Sicherheit auf der Straße: Eberswalde zwischen Tragödie und Verantwortung
Heute ist der 5.07.2026 und die beschauliche Stadt Eberswalde hat in den letzten Tagen von sich reden gemacht. Am 3. Juli, gegen 13 Uhr, kam es in der Fritz-Weineck-Straße zu einem bedauerlichen Vorfall, der nicht nur das Schicksal eines kleinen Jungen, sondern auch die Gemüter der Anwohner beschäftigt. Ein 10-jähriger Junge wollte zwischen parkenden Autos die Straße überqueren, als ein vorbeifahrender Pkw ihn streifte. Ein Moment der Unachtsamkeit, der für den Buben mit Fußschmerzen und einem Krankenhausbesuch endete. Seine Mutter holte ihn aus dem Hort ab und fuhr mit ihm zur ärztlichen Untersuchung. Fragen bleiben: Was ging in dem Autofahrer vor, der sich zwar nach dem Wohlbefinden des Jungen erkundigte, aber dann einfach davonfuhr? Dies könnte als mutmaßliche Fahrerflucht gewertet werden, was ernste Konsequenzen nach sich ziehen könnte – von Geld- oder Freiheitsstrafen bis hin zu Punkten in Flensburg.
Die Fritz-Weineck-Straße, eigentlich eine ruhige Wohnstraße, hat schon in der Vergangenheit für Aufsehen gesorgt. Bereits im Februar 2025 ereignete sich hier ein ähnlicher Unfall, bei dem ein anderer 10-jähriger Junge leicht verletzt wurde. Damals schien die Situation weniger dramatisch, da sich Eltern und Fahrer ohne Polizeieinsatz einig wurden. Doch die wiederholten Unfälle werfen Fragen auf – nach der Sicherheit für Kinder und den Verantwortlichkeiten im Straßenverkehr. Es ist doch ein bisschen beunruhigend, wenn man bedenkt, dass solche Vorfälle immer wieder geschehen.

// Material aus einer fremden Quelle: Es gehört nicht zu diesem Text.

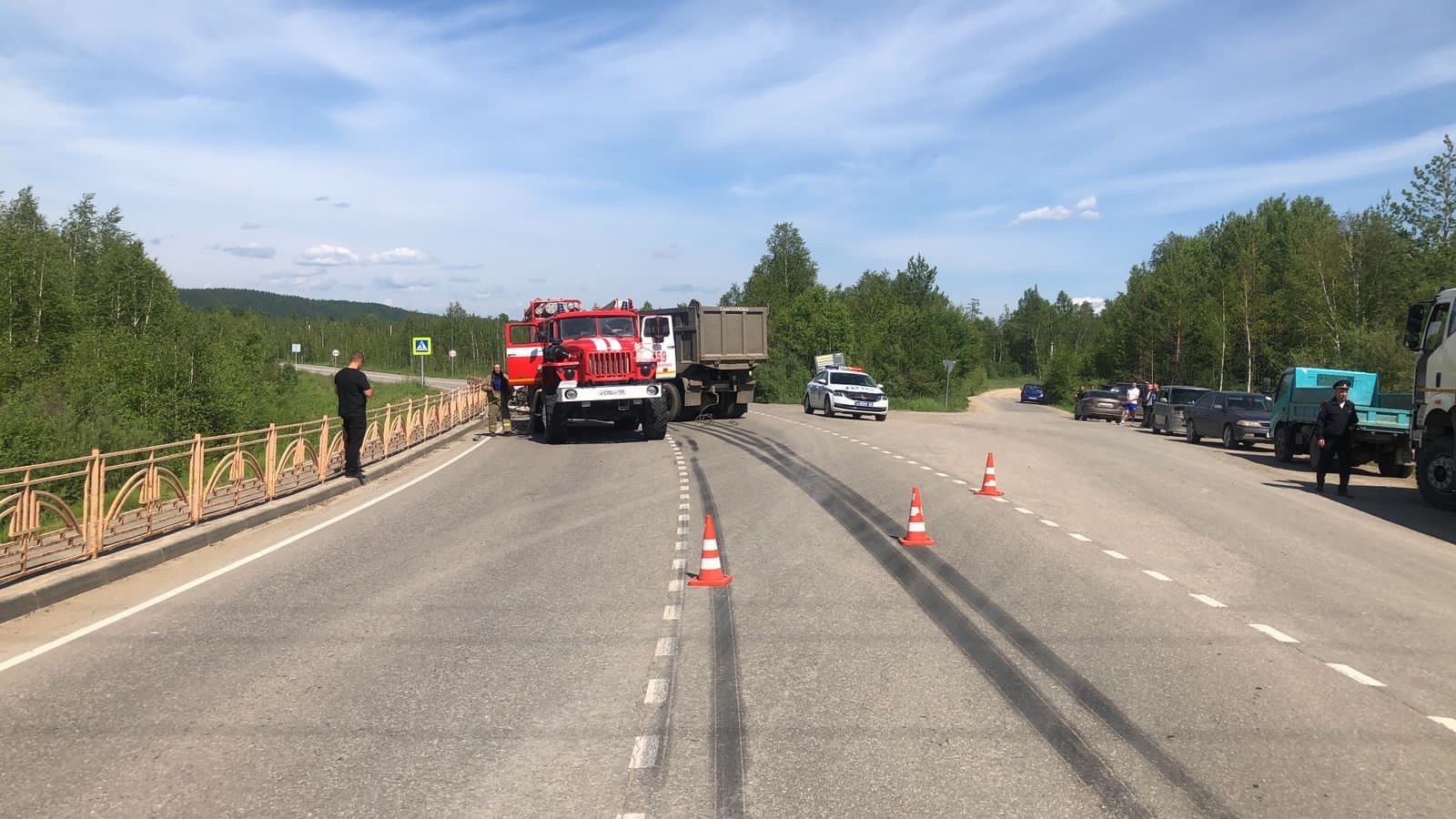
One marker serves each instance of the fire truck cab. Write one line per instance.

Ein weiteres tragisches Ereignis
Doch das Schicksal scheint es nicht gut mit den Kleinen in Eberswalde zu meinen. Nur ein paar Monate zuvor, am 4. September 2025, ereignete sich ein verheerender Unfall auf dem Parkplatz eines Supermarkts in der Nähe. Ein fünfjähriger Junge wurde von einem Auto erfasst und erlitt dabei schwere Verletzungen. Leider endete diese Geschichte nicht gut – der Junge verstarb im Krankenhaus an seinen Verletzungen. Ein unfassbarer Schicksalsschlag, der die ganze Gemeinde erschütterte. Der Unglücksort wurde abgesperrt und die Polizei leitete Ermittlungen ein. Es bleibt unklar, was genau zu diesem tragischen Vorfall führte.
Die Tatsache, dass solche schlimmen Unfälle in Eberswalde immer wieder vorkommen, lässt einen nicht kalt. Man fragt sich, was getan werden kann, um die Sicherheit für Kinder im Straßenverkehr zu erhöhen. Vor allem in Wohngebieten, wo spielende Kinder und parkende Autos oft aufeinandertreffen. Es ist an der Zeit, dass wir alle – Autofahrer, Eltern und Stadtplaner – gemeinsam nach Lösungen suchen, um unsere Kleinsten zu schützen. Denn sie haben ein Recht darauf, sicher und unbeschwert aufwachsen zu können.